I tested with the normal iris.data and iris.target with RandomizedCV:
clf = RandomizedSearchCV(logistic, distributions, random_state=2, n_jobs=36, cv=ls)
and got these results: 0.337 and 0.013 (26 times slower).
Upvotes: 1
Views: 504
Reputation: 46888
I see that you are calling 36 threads for the logistic regression part, and then on top of this, trying to parallelize this in GridSearchCV with n_jobs=36
. This is parallelizing twice and might slow down your processes.
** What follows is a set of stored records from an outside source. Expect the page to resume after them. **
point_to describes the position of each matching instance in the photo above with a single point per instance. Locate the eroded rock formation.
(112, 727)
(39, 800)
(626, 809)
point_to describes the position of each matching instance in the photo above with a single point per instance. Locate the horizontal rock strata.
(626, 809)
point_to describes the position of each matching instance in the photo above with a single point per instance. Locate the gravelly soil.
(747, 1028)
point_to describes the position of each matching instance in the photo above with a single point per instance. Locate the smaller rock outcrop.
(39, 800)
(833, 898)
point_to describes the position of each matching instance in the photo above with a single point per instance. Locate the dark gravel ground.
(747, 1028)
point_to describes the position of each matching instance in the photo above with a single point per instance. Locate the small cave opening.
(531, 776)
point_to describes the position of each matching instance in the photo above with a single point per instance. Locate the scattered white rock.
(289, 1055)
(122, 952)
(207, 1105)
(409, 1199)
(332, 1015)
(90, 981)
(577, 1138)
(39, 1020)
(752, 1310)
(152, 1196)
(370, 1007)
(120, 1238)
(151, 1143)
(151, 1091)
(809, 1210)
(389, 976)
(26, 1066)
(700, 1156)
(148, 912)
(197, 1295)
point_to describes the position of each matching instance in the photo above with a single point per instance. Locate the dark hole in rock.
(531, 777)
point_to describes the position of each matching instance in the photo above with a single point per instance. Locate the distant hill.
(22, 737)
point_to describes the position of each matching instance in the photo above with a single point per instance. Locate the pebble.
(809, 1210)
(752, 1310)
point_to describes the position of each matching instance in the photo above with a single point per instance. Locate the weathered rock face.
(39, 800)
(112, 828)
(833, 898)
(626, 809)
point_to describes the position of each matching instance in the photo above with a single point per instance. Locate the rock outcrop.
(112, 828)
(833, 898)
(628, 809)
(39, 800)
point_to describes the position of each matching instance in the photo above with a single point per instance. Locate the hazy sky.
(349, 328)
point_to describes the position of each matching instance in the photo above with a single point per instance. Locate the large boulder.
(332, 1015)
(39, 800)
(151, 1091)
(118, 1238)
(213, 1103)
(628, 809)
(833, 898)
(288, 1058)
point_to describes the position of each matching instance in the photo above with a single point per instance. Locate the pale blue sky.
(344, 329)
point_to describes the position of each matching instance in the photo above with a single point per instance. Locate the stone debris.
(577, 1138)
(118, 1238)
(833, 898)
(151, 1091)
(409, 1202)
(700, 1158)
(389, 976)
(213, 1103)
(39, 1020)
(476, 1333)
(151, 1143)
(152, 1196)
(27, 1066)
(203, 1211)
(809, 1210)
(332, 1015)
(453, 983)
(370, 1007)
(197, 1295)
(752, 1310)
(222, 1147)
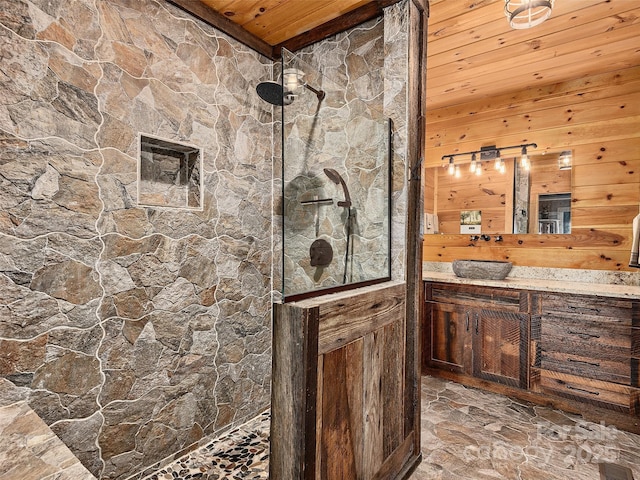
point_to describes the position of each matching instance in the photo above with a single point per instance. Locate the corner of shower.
(336, 156)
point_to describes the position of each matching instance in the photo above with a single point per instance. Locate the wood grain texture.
(575, 349)
(594, 116)
(346, 320)
(293, 392)
(474, 54)
(340, 449)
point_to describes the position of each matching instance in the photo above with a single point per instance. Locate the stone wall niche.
(169, 174)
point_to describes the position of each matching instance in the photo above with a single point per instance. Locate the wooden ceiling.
(472, 52)
(269, 25)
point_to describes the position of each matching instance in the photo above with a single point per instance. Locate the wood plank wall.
(598, 118)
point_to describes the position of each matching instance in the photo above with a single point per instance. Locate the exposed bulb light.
(292, 79)
(527, 13)
(524, 159)
(564, 160)
(486, 154)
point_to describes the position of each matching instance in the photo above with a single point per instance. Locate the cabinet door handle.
(584, 362)
(584, 335)
(570, 387)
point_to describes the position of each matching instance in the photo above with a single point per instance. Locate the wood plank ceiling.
(472, 51)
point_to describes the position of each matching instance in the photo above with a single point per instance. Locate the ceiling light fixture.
(527, 13)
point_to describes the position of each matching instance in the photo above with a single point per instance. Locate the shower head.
(336, 178)
(273, 93)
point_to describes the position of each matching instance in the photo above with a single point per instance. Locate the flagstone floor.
(466, 434)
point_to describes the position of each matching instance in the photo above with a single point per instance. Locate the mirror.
(521, 199)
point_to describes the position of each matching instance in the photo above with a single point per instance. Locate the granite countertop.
(554, 282)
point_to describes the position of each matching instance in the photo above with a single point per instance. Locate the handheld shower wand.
(336, 178)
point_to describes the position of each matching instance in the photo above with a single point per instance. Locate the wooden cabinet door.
(450, 340)
(500, 341)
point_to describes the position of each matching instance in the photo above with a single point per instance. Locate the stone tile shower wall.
(132, 331)
(364, 73)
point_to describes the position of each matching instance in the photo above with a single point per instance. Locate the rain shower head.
(272, 92)
(275, 94)
(336, 178)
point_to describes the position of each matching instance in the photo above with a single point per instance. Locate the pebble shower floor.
(241, 454)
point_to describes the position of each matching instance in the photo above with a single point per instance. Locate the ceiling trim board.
(222, 23)
(338, 25)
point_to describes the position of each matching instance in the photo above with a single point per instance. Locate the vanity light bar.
(488, 153)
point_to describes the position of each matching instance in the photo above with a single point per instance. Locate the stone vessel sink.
(482, 269)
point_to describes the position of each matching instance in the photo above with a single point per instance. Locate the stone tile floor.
(466, 434)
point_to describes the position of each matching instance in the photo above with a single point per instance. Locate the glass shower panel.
(336, 184)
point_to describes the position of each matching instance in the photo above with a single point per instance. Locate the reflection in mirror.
(546, 205)
(554, 213)
(535, 198)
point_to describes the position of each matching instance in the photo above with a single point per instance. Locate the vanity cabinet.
(560, 349)
(587, 348)
(477, 331)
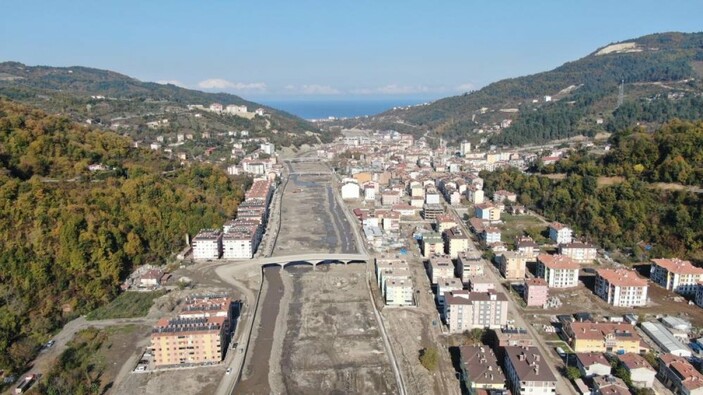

For logistic regression, parallel only works if you have multi class, as from the documentation:
n_jobs int, default=None
Number of CPU cores used when parallelizing over classes if multi_class=’ovr’”.
If you have 2 or 3 classes, like in iris, it doesn't quite matter, so you can do:
logistic = LogisticRegression(solver='saga', tol=1e-2, max_iter=200,random_state=0, n_jobs=None)
GridSearchCV does more than fitting the model, it calculates the score of the model, and also summarizes it across. So you need to set refit = False
to ensure it doesn't refit the best model on the full dataset. Also in this example, setting cv=None ensures it doesn't run parallel processes. We can also include a test dataset so that we perform the scoring as well:
test_X = iris.data[ls[0][1]]
test_Y = iris.target[ls[0][1]]
For example if I do :
n = 20
tot_t = 0
for _ in range(n):
t0 = time.time()
clf = GridSearchCV(logistic, distributions, n_jobs=None, cv=ls, refit = False)
search = clf.fit(iris.data, iris.target)
tot_t += time.time() - t0
print(f"avg = {tot_t / n}")
tot_t = 0
for _ in range(n):
t0 = time.time()
clf = logistic
search = clf.fit(train_X, train_Y)
score_test = clf.score(test_X,test_Y)
tot_t += time.time() - t0
print(f"avg = {tot_t / n}")
I get:
avg = 0.0036052584648132322
avg = 0.0019430875778198241
So the difference is not so huge, once you account for the other calculations made by GridSearchCV.
In your case, I believe your GridSearchCV
is caused by calling n_job = 36 in both logisticRegression
and GridSearchCV
. Most likely you only want to call it once with GridSearchCV
, in the case of testing many hyperparameters.
Upvotes: 1